18.11 Governing Law, Jurisdiction and Venue. The Agreement shall be governed by and construed in accordance with the laws of the State of Illinois and the United States, but without regard to conflicts of law principles thereof. Jurisdiction and venue for any dispute between the Parties arising under or related to the Agreement shall be exclusively in the United States District Court for the Northern District of Illinois, or other courts located in Cook County, Illinois, as applicable, and the judgment of said courts on any matter may be entered in any court having jurisdiction over a party to the Agreement. Each party hereby expressly and irrevocably waives any right that it may have to contest the jurisdiction of such courts or the appropriateness of such venue.

18.12 Equitable Relief. Retailer acknowledges and agrees that a breach or threatened breach by Retailer of any of its obligations under this Agreement, including without limitation, (i) its confidentiality obligations, (ii) obligation to comply with use restrictions on Retailer’s use of the Software and Service Offerings, or (iii) Retailer’s obligation to maintain the security of its own information technology infrastructure and all access to and use of the Software and Service Offerings, would cause Subaru Care Connect irreparable harm for which monetary damages would not be an adequate remedy and that, in the event of such breach or threatened breach, Subaru Care Connect will be entitled to equitable relief, including a restraining order, an injunction, specific performance, and any other relief that may be available from any court, without any requirement to post a bond or other security, or to prove actual damages or that monetary damages are not an adequate remedy. Such remedies are not exclusive and are in addition to all other remedies that may be available at law, in equity, or otherwise.

18.13 Prior Agreements Superseded. If Retailer is subscribing to Software or Service Offerings hereunder for which Retailer has any form of prior agreement with Subaru Care Connect for an individual or combination of Software and/or Service Offerings, then the terms applicable to such Software and Service Offerings contained in this Agreement, as applicable, will supersede the terms applicable to such Software and Service Offerings contained in any prior agreement between Retailer and Subaru Care Connect or between Retailer and a company acquired by and now owned by Subaru Care Connect, as of the Effective Date of this Agreement.

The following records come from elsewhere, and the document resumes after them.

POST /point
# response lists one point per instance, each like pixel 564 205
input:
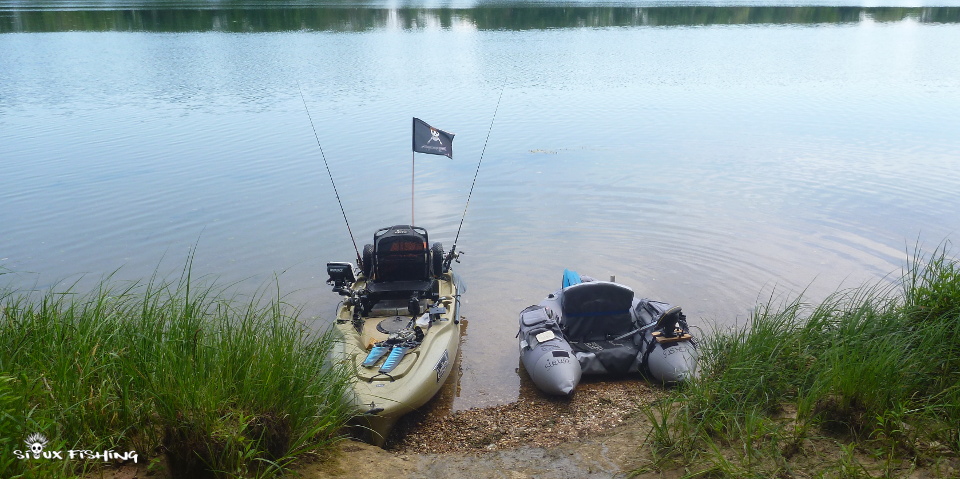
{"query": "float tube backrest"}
pixel 596 311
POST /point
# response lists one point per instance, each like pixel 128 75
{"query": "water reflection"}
pixel 357 19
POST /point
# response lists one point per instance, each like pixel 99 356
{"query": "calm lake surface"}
pixel 707 154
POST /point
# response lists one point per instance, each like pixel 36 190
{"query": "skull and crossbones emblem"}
pixel 37 442
pixel 434 136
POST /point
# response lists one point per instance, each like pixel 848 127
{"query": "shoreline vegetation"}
pixel 195 379
pixel 874 369
pixel 204 383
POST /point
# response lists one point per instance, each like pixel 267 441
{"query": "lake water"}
pixel 706 154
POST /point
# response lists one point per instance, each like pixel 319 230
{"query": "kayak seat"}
pixel 596 311
pixel 400 253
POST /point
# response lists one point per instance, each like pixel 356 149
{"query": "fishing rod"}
pixel 315 135
pixel 451 256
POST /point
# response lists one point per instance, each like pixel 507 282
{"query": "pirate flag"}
pixel 427 139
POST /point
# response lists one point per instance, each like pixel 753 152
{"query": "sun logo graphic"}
pixel 36 442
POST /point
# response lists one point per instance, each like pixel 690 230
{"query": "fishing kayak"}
pixel 398 326
pixel 609 331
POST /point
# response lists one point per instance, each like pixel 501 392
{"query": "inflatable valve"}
pixel 375 354
pixel 394 358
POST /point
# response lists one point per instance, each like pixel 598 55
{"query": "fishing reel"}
pixel 452 256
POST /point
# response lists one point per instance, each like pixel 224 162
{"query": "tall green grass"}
pixel 877 366
pixel 181 371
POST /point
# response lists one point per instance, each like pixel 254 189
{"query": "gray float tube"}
pixel 546 355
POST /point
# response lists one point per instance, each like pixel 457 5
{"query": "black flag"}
pixel 427 139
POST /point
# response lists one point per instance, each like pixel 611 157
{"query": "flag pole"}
pixel 413 164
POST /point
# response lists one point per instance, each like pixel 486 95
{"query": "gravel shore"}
pixel 535 419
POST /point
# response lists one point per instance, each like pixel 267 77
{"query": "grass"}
pixel 181 372
pixel 872 372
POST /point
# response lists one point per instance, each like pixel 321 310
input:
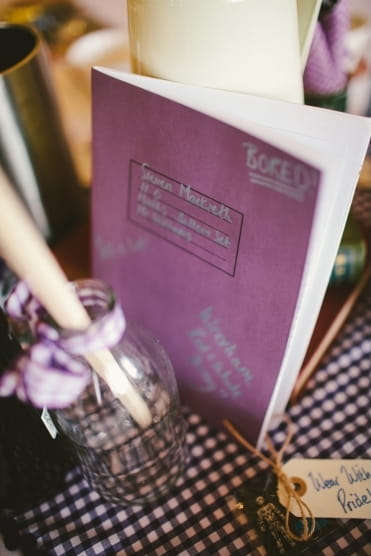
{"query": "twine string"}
pixel 275 461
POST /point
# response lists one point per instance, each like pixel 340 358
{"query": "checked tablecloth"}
pixel 332 420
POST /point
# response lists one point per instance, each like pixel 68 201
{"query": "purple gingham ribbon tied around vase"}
pixel 52 372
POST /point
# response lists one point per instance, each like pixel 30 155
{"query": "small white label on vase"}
pixel 48 422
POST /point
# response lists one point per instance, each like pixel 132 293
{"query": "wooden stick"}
pixel 27 254
pixel 308 370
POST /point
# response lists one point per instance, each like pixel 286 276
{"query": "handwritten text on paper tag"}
pixel 332 488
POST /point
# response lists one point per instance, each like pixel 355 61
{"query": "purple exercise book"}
pixel 202 230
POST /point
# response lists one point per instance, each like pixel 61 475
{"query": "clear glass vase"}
pixel 124 462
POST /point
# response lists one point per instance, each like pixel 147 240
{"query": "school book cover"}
pixel 202 229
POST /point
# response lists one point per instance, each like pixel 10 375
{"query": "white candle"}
pixel 26 253
pixel 250 46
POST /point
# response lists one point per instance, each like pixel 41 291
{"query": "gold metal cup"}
pixel 34 151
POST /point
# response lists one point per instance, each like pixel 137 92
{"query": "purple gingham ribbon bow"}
pixel 51 372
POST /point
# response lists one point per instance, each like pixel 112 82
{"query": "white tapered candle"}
pixel 25 251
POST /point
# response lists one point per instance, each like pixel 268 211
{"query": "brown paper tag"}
pixel 331 488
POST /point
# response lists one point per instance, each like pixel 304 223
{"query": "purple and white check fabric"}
pixel 52 372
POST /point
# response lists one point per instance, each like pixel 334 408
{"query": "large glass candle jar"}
pixel 127 463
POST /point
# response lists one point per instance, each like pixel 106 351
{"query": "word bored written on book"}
pixel 181 215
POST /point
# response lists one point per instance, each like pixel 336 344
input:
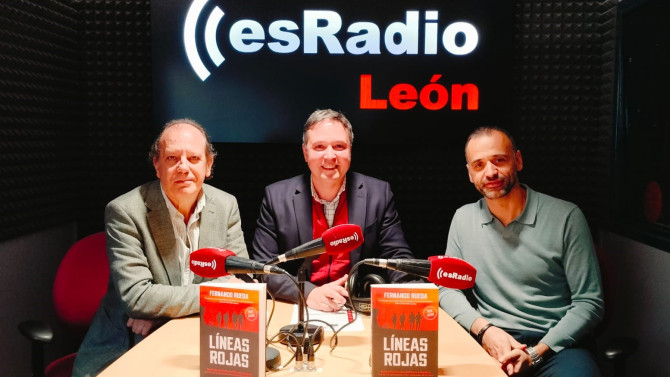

18.14 Order of Precedence. In the event of any inconsistency or conflict between the provisions in the general terms and conditions of this Agreement and the provisions of any enrollment agreement or order form providing Subaru Care Connect’s Software and Service Offerings to Retailer, (other than an exception expressly set forth as such in an enrollment agreement or order form), the provisions in the terms and conditions of this Agreement will prevail with respect to Affinitiv, Inc. In the event of any inconsistency or conflict between the statements in the body of this Agreement and the statements in Subaru Care Connect’s clickthrough End User License Agreement, the statements in Subaru Care Connect’s End User License Agreement shall control the business relationship between Subaru Care Connect and Retailer with respect to Subaru of America.